The plaintiff subsequently sued the defendant, Harold F. LeClair Co., Inc., for negligence and negligent infliction of emotional distress, contending that her injuries resulted from having served her alcohol knowing she was intoxicated in violation of G.L. c. 138, Sect. 69.
Superior Court Judge Carol S. Ball later allowed the defendant's motion for summary judgment.
No Foreseeability
The court affirmed the summary judgment on the basis that the plaintiff's injuries were not proximately caused by the defendant.

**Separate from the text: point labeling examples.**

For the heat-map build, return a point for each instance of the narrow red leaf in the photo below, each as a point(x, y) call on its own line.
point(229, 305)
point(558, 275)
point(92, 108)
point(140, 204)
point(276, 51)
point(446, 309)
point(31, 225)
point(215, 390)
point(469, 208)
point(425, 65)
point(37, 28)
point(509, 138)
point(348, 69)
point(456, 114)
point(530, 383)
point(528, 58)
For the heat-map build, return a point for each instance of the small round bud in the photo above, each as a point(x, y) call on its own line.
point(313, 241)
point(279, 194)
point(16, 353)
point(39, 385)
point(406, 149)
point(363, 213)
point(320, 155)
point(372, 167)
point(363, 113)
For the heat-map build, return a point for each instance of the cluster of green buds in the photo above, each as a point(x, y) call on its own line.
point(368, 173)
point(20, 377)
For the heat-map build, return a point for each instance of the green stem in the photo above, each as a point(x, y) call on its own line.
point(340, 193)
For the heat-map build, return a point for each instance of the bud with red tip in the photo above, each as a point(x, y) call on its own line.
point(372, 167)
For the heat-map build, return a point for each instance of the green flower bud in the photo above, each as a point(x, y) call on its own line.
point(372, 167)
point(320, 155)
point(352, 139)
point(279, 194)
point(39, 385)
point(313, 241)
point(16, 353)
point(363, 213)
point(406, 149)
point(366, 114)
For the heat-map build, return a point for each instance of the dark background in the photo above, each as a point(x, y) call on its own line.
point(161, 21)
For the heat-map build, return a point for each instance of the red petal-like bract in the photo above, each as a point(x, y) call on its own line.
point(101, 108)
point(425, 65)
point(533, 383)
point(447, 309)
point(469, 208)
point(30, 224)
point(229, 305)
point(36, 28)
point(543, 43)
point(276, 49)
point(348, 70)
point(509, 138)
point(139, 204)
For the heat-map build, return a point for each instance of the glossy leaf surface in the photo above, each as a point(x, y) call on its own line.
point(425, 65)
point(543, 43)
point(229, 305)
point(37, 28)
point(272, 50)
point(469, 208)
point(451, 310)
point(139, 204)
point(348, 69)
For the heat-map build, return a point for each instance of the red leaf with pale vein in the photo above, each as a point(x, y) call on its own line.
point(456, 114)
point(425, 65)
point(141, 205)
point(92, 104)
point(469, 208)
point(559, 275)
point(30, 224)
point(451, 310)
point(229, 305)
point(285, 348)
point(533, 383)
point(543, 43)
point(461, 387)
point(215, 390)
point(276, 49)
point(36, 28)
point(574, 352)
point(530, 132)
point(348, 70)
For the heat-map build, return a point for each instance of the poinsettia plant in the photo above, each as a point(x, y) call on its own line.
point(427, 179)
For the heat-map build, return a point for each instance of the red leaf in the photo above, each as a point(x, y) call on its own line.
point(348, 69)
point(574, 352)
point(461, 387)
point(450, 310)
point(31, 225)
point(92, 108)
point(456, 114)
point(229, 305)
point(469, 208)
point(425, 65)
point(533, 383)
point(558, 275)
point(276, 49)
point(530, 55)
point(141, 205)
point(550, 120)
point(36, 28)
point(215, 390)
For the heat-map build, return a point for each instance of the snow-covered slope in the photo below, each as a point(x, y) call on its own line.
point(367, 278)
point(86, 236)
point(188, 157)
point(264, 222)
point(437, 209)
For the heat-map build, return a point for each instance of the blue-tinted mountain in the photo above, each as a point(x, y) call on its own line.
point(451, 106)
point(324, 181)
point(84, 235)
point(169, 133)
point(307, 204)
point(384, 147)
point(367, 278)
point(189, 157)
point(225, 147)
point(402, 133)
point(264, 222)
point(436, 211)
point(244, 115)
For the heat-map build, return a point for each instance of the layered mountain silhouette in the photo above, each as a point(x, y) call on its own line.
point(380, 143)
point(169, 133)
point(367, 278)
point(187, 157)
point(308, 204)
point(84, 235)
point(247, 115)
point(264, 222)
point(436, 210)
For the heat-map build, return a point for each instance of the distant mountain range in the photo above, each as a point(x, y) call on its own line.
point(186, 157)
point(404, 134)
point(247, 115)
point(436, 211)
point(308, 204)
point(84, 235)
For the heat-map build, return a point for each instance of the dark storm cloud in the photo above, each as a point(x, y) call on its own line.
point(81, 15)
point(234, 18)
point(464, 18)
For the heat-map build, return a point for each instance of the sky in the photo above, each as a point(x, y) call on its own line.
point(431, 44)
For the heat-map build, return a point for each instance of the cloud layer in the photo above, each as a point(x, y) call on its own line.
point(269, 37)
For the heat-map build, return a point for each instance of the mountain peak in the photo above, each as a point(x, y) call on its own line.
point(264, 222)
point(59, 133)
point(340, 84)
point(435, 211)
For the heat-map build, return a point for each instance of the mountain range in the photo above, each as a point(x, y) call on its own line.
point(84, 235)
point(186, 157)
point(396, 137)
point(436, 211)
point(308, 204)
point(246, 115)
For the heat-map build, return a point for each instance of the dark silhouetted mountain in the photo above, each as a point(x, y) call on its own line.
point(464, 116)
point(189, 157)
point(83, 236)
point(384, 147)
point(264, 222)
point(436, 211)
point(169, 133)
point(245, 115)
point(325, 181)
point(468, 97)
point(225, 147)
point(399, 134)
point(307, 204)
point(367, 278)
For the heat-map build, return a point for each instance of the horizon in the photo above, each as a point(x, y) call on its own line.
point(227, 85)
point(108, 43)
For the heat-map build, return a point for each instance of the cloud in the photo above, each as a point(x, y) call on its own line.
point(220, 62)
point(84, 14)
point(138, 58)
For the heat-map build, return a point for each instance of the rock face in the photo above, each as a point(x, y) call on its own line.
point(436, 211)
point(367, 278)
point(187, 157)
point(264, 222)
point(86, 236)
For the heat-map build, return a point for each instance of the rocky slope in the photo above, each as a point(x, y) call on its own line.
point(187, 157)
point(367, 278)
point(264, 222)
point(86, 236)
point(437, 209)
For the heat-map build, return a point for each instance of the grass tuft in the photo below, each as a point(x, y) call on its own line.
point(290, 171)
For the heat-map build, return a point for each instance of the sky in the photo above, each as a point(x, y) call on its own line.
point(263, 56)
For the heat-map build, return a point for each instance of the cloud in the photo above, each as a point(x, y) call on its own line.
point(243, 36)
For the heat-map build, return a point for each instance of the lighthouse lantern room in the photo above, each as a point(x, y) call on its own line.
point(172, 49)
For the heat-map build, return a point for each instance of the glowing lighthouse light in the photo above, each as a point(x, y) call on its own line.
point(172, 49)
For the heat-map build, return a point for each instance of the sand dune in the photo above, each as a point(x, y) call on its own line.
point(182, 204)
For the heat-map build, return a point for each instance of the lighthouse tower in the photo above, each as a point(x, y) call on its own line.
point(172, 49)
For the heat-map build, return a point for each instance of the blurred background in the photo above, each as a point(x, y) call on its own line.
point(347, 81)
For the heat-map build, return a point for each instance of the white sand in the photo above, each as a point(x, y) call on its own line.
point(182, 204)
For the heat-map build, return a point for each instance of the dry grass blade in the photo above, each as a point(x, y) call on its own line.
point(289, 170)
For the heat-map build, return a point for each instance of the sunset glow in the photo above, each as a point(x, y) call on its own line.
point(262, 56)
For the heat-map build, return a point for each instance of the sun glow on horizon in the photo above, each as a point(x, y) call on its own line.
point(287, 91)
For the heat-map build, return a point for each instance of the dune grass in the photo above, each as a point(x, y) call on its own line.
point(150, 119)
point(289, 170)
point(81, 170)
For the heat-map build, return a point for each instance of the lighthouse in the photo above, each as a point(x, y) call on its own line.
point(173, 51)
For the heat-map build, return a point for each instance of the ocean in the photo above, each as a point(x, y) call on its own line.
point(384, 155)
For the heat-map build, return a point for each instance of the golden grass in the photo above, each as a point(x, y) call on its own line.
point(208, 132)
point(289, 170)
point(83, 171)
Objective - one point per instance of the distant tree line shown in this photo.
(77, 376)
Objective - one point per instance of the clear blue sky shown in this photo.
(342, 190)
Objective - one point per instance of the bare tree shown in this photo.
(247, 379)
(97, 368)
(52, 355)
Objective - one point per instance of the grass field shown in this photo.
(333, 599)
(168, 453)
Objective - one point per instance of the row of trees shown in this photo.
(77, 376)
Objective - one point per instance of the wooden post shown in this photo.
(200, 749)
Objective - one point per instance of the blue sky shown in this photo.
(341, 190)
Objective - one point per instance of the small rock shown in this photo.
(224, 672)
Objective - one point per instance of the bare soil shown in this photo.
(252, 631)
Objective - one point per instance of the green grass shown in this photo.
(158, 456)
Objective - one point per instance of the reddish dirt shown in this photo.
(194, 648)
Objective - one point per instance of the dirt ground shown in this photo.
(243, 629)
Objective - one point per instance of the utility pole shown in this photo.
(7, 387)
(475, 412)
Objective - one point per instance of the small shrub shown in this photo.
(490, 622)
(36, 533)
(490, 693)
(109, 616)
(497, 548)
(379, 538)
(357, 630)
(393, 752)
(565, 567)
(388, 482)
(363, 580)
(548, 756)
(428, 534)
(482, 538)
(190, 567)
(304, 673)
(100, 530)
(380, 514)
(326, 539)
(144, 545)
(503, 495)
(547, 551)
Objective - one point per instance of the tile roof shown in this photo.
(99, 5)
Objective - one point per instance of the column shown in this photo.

"Generally, the act of a third person in committing an intentional tort constitutes a superseding cause of harm ..., even though the [defendant]'s conduct created a situation which afforded an opportunity to the third person to commit such a tort or a crime," wrote Armstrong.
However, if the defendant realized, or should have realized, that such a situation would occur liability will be imposed, noted the judge.
"The specific kind of harm need not be foreseeable ... provided it was foreseeable that there would be violence toward others," he said.
The judge acknowledged that questions of foreseeability are ordinarily left to the jury, but they can be resolve don summary judgment if the alleged harm suffered "is sufficiently remote in everyday life as not to require special precautions for the protection of patrons."
He cited the 1994 Supreme Judicial Court decision of Whittaker v. Saraceno, in which a commercial landlord of a building in a low-crime area was held not liable for the rape of a woman by an intruder.
"In our view, the judge here ruled correctly that this was not a case in which the rape should have been foreseen and guarded against by the proprietor of the tavern," he wrote.
Armstrong noted two lines of cases in which criminal or tortious behavior have been held sufficiently foreseeable as to warrant imposing liability on taverns.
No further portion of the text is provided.